Working paper

Robustness in Backtest Inference

How much of a historical investment edge survives multiple testing, costs, and out-of-sample evaluation.

Status: Working paper
Version: Working paper
Date: 2026-05
Authors: Aryan Patel

Abstract

A method-focused study of how inference choices, model selection, and repeated testing inflate the apparent performance of historical trading strategies, and what survives once those effects are controlled for. The work develops a structure-preserving randomization test that holds the trade structure and price path fixed and re-randomizes only entry placement, separating profitability from genuine entry-timing skill. A companion working paper presents the method and results in full.

Research question

How much of a historical investment edge survives multiple testing, costs, and out-of-sample evaluation?

Methods

Structure-preserving randomization
Multiple-testing control
Out-of-sample evaluation
Sensitivity to declared measures
Cross-asset robustness

Data

Gold futures and a cross-asset panel of public daily market data; provenance recorded.

Results

Working paper. Across the examined panel, profitability is common but no rule shows robust, measure-invariant entry-timing skill after multiplicity control.
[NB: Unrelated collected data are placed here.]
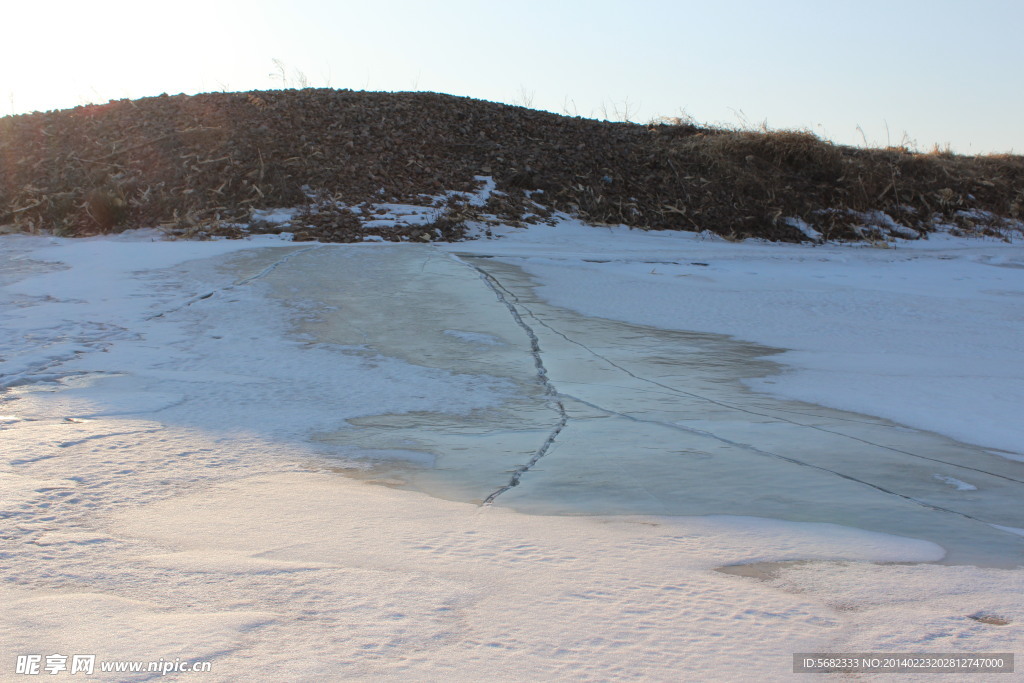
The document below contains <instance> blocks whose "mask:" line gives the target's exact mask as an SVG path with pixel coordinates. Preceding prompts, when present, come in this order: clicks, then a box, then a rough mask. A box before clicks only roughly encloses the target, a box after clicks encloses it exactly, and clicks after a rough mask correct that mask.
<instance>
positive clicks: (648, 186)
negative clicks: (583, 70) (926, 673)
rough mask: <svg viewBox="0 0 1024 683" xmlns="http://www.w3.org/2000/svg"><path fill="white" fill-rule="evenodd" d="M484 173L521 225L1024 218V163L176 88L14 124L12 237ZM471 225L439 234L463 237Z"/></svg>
mask: <svg viewBox="0 0 1024 683" xmlns="http://www.w3.org/2000/svg"><path fill="white" fill-rule="evenodd" d="M478 175H489V176H493V177H494V178H495V179H496V181H497V183H498V188H499V189H500V190H503V191H504V193H506V194H505V195H499V196H497V198H496V199H495V201H494V202H493V203H492V205H490V206H488V207H487V208H486V211H487V212H489V213H494V214H496V215H499V216H500V217H502V218H504V219H507V220H516V219H518V218H521V217H522V215H523V213H524V211H525V209H524V199H525V193H523V191H521V190H535V191H532V193H531V194H530V197H531V200H532V201H536V202H538V203H540V204H543V205H545V206H547V207H550V208H552V209H556V210H561V211H566V212H569V213H573V214H575V215H579V216H581V217H583V218H585V219H587V220H590V221H593V222H600V223H625V224H627V225H630V226H634V227H640V228H649V229H689V230H693V229H710V230H713V231H715V232H718V233H720V234H723V236H727V237H735V238H742V237H762V238H767V239H771V240H787V241H788V240H804V239H806V237H805V236H804V233H802V232H801V231H800V230H798V229H797V228H795V227H793V226H792V225H791V223H790V221H787V220H785V219H786V218H801V219H802V220H804V221H805V222H806V223H808V224H809V225H811V226H812V227H814V228H815V229H817V230H818V231H820V232H821V233H823V236H824V238H825V239H852V238H860V237H863V236H864V233H865V232H864V230H865V227H866V228H868V229H869V228H870V225H869V224H870V222H871V221H870V220H867V219H865V215H867V213H868V212H872V211H881V212H885V213H886V214H888V215H889V216H890V217H892V218H893V219H895V220H896V221H897V222H898V223H900V224H902V225H905V226H909V227H912V228H914V229H916V230H919V231H921V232H923V233H927V232H928V231H930V230H932V229H935V221H936V220H938V221H941V222H943V223H946V224H954V225H957V226H958V227H959V228H962V229H966V230H982V231H986V230H987V231H990V232H998V231H999V230H1000V229H1001V228H1005V227H1012V226H1015V225H1017V226H1019V223H1014V222H1013V221H1019V220H1021V219H1022V218H1024V157H1020V156H990V157H961V156H955V155H949V154H945V155H943V154H927V155H926V154H915V153H911V152H909V151H906V150H902V148H890V150H860V148H853V147H844V146H839V145H835V144H831V143H829V142H825V141H822V140H820V139H818V138H817V137H815V136H814V135H811V134H809V133H804V132H795V131H768V132H751V131H727V130H720V129H712V128H702V127H698V126H694V125H692V124H690V123H675V124H673V123H668V124H651V125H640V124H629V123H609V122H598V121H593V120H588V119H581V118H569V117H563V116H558V115H554V114H548V113H544V112H536V111H531V110H526V109H522V108H518V106H509V105H505V104H497V103H493V102H485V101H479V100H473V99H468V98H462V97H454V96H450V95H440V94H434V93H374V92H352V91H347V90H315V89H307V90H284V91H268V92H248V93H211V94H202V95H195V96H186V95H175V96H167V95H162V96H159V97H151V98H145V99H139V100H133V101H129V100H120V101H112V102H110V103H108V104H101V105H89V106H80V108H77V109H74V110H69V111H61V112H48V113H37V114H31V115H23V116H14V117H6V118H3V119H0V228H6V229H7V230H10V229H18V230H25V231H53V232H55V233H57V234H90V233H96V232H106V231H117V230H121V229H125V228H128V227H140V226H156V225H159V226H163V227H165V228H167V229H168V230H171V231H176V232H178V233H182V234H195V233H196V232H197V231H199V230H203V231H205V232H208V233H209V232H221V233H232V231H233V232H238V230H239V227H238V226H237V224H240V223H248V222H249V220H250V217H251V210H252V209H255V208H265V207H294V206H303V205H305V206H308V205H310V204H317V205H318V206H319V207H321V208H324V207H327V206H329V205H331V206H333V204H331V203H332V202H334V201H342V202H344V203H345V204H347V205H349V206H354V205H358V204H360V203H365V202H371V201H377V202H379V201H395V202H419V203H423V202H425V199H424V196H436V195H438V194H440V193H442V191H443V190H468V189H472V188H473V187H474V185H475V183H474V180H473V178H474V176H478ZM311 197H312V198H315V199H310V198H311ZM530 209H531V210H535V209H536V207H532V205H530ZM307 214H308V215H312V216H316V217H317V218H315V219H310V221H308V224H307V225H306V230H305V232H304V233H303V239H324V240H336V241H348V240H352V239H358V233H359V229H358V225H357V222H353V221H352V218H351V216H350V215H346V214H344V212H342V211H337V210H324V211H321V210H313V211H307ZM453 215H454V217H444V218H443V219H442V220H441V221H440V223H439V224H438V225H436V226H431V231H430V232H429V234H430V236H432V237H431V238H430V239H434V236H436V234H438V232H436V231H433V230H434V229H435V228H436V230H439V231H440V232H439V233H440V234H442V236H443V239H459V237H460V236H461V234H462V223H461V222H460V220H459V215H458V211H454V212H453ZM407 237H408V236H407Z"/></svg>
The work is not published.

Limitations

Findings are primarily single-asset; the cross-asset panel is exploratory, and conclusions depend on the declared re-randomization measures.

Code availability: Internal. Release forthcoming.
Data availability: Public market data.
AI disclosure: AI agents assisted with literature retrieval, code generation, analysis support, critique, and drafting. Deterministic systems produced and verified the estimates. A human researcher approved the question, design, interpretation, and release.
Reproduction status: Internal validation.